И вновь я стал терять всякое представление о собственном возрасте, подобно тому как эхо может гадать, является ли оно самим звуком. Так я сидел во власти его молчания, слушая приглушенные звуки давно умолкнувших голосов, даже шепот маленьких цариц, когда по пути к озеру они проходили мимо царственных пальм, и в то же время, пока он сидел, молча взирая на меня, я чувствовал себя столь близким своему прадеду, что обступившие его воспоминания поднялись, подобно водам источника, и я стал мудрее в своем постижении этих событий, чем был, когда он говорил вслух, и увидел его той ночью, когда он пересек Сады, чтобы спросить Медовый-Шарик: готова ли она бежать с ним в Новый Тир? Именно тогда он вспомнил историю, рассказанную Хекет, про некрасивую женщину, оградившую своего мужа ото всех болезней, и он громко рассмеялся. Лицо Медового-Шарика было прекрасно, когда он обнимал ее, а ее тело — велико, как богатство Усермаатра, и все же он знал, что, должно быть, именно она — та уродливая женщина, про которую рассказывала Хекет. Живя с ней, он будет неуязвим для зла, равно как и их дети. Она защитит их всех. И он любил ее за эти сокровенные знания, и когда поздно ночью проскользнул назад к своему дому, то не смог заснуть, настолько ясными были переполнявшие его чувства. Он мог вдыхать пронизывающую свежесть каждого утра, которое они встретят на долгом пути из Мегиддо в Тир, и даже опасности представлялись ему удовольствиями. Он сможет показать Маатхерут, как велика его храбрость, когда они окажутся в лесах. Более чем когда-либо раньше он ощущал себя храбрым, подобно Богу.
Поэтому следующей ночью, в сладкой тишине, наступившей за любовью, в порыве самых благородных чувств и совершенно уверенный в том, что они обнялись без магического обряда как этой, так и прошедшей ночью, но слились со всем невозмутимым взаимным стремлением брата и сестры, он взял ее лицо в свои ладони и, живо чувствуя над ее домом огромное небо, где их, должно быть, слушали Боги, прошептал, что они смогли бы пожениться и завести много детей. Говоря это, он знал о тяготах путешествия, ибо понял, насколько понадобится им ее знание магии, чтобы достичь любой другой земли.
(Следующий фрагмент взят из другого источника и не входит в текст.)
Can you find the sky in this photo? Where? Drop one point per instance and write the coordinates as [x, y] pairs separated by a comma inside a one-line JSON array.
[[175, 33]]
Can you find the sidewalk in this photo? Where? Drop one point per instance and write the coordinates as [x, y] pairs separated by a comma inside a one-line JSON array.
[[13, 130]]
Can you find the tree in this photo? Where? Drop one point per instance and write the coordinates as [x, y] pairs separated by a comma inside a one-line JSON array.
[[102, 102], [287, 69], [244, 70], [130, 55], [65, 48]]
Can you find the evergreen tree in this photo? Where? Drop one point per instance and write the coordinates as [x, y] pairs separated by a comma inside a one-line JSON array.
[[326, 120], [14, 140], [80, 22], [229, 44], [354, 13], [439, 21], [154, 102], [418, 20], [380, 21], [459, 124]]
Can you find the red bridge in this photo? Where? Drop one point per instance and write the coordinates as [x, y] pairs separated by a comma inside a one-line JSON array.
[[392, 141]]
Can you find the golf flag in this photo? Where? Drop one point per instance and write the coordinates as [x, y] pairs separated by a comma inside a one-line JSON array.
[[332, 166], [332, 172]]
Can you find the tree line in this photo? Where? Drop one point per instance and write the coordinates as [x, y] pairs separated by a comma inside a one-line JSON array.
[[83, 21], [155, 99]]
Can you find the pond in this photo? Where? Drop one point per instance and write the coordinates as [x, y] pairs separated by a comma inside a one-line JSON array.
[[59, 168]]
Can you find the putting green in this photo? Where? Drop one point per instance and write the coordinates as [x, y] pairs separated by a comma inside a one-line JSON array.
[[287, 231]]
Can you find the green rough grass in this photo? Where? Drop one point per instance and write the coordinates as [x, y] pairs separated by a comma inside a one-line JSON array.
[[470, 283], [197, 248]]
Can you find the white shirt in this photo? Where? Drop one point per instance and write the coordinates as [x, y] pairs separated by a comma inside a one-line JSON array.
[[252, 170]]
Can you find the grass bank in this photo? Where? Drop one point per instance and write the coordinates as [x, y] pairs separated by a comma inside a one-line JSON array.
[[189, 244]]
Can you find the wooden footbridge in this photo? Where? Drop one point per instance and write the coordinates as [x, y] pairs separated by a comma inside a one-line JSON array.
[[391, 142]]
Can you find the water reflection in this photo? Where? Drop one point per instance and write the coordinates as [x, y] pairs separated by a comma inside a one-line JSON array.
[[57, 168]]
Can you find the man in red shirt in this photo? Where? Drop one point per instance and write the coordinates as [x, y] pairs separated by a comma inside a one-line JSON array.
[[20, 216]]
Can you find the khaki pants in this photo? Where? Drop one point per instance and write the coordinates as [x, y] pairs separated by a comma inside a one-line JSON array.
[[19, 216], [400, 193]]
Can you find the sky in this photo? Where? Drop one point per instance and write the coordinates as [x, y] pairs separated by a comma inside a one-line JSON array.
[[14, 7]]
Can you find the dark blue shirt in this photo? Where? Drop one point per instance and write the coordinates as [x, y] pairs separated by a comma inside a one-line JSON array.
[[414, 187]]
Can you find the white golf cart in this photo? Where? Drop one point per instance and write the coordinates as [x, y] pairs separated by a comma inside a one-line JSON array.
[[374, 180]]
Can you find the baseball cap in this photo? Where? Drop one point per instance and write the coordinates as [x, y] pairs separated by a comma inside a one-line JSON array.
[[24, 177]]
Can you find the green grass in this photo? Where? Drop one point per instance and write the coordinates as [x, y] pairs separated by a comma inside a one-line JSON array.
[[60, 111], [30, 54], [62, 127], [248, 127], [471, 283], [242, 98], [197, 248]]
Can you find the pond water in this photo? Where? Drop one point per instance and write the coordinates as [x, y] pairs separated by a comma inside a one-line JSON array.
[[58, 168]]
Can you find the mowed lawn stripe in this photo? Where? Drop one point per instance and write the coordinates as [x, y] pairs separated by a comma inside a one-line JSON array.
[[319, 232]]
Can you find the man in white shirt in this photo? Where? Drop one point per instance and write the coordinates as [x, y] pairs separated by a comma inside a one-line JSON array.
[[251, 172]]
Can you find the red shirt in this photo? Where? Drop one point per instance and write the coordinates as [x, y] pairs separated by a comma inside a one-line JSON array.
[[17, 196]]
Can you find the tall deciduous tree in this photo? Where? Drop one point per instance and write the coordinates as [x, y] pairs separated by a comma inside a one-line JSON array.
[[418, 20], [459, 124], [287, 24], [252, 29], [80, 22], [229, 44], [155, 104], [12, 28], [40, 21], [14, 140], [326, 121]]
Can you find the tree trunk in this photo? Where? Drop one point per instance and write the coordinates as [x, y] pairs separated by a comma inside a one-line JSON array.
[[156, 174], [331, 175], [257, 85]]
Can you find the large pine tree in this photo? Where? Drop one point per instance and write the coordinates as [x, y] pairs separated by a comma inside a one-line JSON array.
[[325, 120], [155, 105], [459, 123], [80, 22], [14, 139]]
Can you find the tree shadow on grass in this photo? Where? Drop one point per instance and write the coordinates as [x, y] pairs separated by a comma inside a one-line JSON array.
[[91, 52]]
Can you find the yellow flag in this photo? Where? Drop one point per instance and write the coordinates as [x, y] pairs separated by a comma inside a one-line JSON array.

Она ответила: «Здесь лучше».
Глядя ей в глаза, он ясно видел все то, от чего ей пришлось бы отказаться: кувшины и шкатулки, в которых лежали ее амулеты, порошки и шкуры животных. Они представлялись ей равными городу, более того, крепости ее сил, но как только он был готов сказать ей, что все это будет у нее в другом месте, она спросила: «Насколько дороги будут тебе дети?»
«У нас их должно быть много».
«Тогда ты не захочешь бежать со мной», — сказала она. В ее глазах не было слез, а в ее голосе грусти, когда она рассказывала свою историю. Однако закончив ее, она принялась плакать. Ребенок Усермаатра находился в ее чреве, сказала она. И она потеряла этого ребенка, своего первого ребенка, в ночь, когда Усермаатра отрезал ее палец.
«Я не верю этому», — сказал он.
«Это правда. Я потеряла ребенка и утратила в себе то, что рождает детей. — Ее голос был тверд, как корни самого могучего дерева в Садах Уединенных. — Такова, — сказала она, — истинная причина моей полноты».
Он слушал ее с болью, и мысли проносились в его голове, подобно лошадям без всадников.
Она поднялась с постели и зажгла плошку с благовониями. С каждым вдохом воскурения росла его уверенность в том, что с каждым новым ароматом, проникшим в его горло, его жизнь становится короче и приход его самого несчастливого часа приближается с каждым выдохом. Его последнее семя умрет внутри ее чрева.